The study set out to examine how multimorbidity impacted survival after a heart attack by analyzing the records of almost 700,000 people in England and Wales who had a heart attack.
Almost 60 percent of those patients had at least one pre-existing health condition at the time of their heart attack.
The researchers looked at the association between seven common chronic diseases and mortality rates following a heart attack. Those conditions were diabetes, chronic obstructive pulmonary disease or asthma, heart failure, kidney failure, a stroke, high blood pressure and peripheral vascular disease (narrowing of the blood vessels outside of the heart and brain).
After going through a statistical modeling technique called latent class analysis, the specialists were able to group the patients into three groups based not only on the number of pre-existing conditions they had but also on the way those conditions clustered with one another. The three groups were high, medium and low multimorbidity.
Patients were followed up for eight years following their heart attack.
The analysis showed that people in the high multimorbidity group were likely to have heart failure and high blood pressure and peripheral vascular disease prior to their heart attack.
Half of these patients had died within four and a half months, and overall they were 140 percent more likely to die over the study period following a heart attack compared to those with few or no multimorbidities.
People in the medium multimorbidity group were likely to have the peripheral vascular disease and high blood pressure with a smaller proportion of patients having other conditions.
Half of these patients had died within six and a half months, and overall they were 50 percent more likely to die over the study period following a heart attack compared to those with few or no multimorbidities.
The team likewise looked at whether patients received the standard medical treatment following a heart attack – which includes aspirin, beta blockers, and statins.
After removing those patients who were not eligible for drug therapy, due to their medical history for instance – 3 percent fewer patients in the high multimorbidity group received aspirin compared to medium and low multimorbidity groups.
In terms of beta blockers, the picture was starker, with 6 percent fewer patients in the high multimorbidity group getting the drug compared with the medium and low groups. With statins, 5 percent fewer patients in the high multimorbidity group got them compared to the medium and low groups.

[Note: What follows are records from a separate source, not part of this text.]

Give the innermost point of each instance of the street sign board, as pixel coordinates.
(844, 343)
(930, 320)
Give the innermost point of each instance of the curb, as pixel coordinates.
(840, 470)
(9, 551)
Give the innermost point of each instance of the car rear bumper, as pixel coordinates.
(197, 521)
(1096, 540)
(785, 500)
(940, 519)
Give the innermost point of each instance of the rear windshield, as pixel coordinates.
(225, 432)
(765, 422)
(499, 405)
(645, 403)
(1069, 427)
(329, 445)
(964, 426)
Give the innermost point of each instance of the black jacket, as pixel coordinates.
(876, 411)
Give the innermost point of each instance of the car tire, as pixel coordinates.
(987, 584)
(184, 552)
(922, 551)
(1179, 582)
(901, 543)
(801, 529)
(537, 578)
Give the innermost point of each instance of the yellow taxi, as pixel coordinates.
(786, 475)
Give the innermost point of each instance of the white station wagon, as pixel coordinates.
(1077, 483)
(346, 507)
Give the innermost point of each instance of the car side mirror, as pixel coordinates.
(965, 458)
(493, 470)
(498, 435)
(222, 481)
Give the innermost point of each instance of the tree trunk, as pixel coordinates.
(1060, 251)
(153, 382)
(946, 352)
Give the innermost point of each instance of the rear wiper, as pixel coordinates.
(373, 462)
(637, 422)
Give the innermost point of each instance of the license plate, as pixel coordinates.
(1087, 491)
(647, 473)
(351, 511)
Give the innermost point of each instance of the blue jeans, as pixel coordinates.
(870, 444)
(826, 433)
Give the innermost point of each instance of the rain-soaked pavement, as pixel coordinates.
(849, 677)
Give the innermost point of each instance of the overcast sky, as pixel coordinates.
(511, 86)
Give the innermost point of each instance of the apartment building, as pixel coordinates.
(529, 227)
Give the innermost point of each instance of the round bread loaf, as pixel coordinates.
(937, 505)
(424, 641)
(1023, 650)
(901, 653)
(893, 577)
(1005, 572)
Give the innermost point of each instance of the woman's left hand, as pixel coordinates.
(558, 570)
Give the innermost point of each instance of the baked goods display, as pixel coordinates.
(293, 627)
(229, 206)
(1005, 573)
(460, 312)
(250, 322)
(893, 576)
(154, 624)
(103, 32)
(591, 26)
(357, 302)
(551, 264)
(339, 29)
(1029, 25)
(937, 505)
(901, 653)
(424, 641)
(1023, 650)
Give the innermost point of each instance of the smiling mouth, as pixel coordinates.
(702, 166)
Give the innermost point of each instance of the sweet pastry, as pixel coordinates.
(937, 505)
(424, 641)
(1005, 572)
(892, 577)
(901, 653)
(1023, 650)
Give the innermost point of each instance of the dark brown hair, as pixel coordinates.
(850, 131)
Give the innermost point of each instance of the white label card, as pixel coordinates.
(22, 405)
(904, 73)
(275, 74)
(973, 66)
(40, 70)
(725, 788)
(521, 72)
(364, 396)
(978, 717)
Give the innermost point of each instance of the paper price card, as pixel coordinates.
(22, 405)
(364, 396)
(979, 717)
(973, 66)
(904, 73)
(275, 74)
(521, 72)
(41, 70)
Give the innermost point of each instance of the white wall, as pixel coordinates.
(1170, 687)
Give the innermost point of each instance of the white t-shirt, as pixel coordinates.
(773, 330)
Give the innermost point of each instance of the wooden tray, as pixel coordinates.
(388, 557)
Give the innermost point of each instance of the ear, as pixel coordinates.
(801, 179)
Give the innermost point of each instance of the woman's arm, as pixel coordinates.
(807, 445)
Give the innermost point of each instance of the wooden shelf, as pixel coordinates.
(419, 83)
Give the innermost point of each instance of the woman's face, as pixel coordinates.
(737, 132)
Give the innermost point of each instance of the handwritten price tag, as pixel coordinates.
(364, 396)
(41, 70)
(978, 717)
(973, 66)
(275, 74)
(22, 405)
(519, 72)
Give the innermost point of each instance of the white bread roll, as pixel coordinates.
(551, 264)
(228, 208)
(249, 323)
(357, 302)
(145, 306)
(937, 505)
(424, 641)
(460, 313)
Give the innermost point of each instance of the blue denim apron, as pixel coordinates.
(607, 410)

Dr. Hall said, “Patients in the high multimorbidity group experienced a greater chance of dying sooner.
“One possible explanation for this is that some of these patients were not getting the standard drug therapy following a heart attack. But it is also likely that poorer outcomes result from the fact that there are no specific guidelines about how to treat these groups of conditions together.”
Professor Jeremy Pearson, Associate Medical Director at the British Heart Foundation, said, “As the population gets older, more and more people who experience a heart attack are already suffering from a number of other illnesses.
“We need to make sure that we’re providing the best possible care for people with these conditions, to both reduce their chance of having a heart attack and to give them the best possible chance of recovering from a heart attack should the worst happen.”
The study published in the journal PLOS Medicine.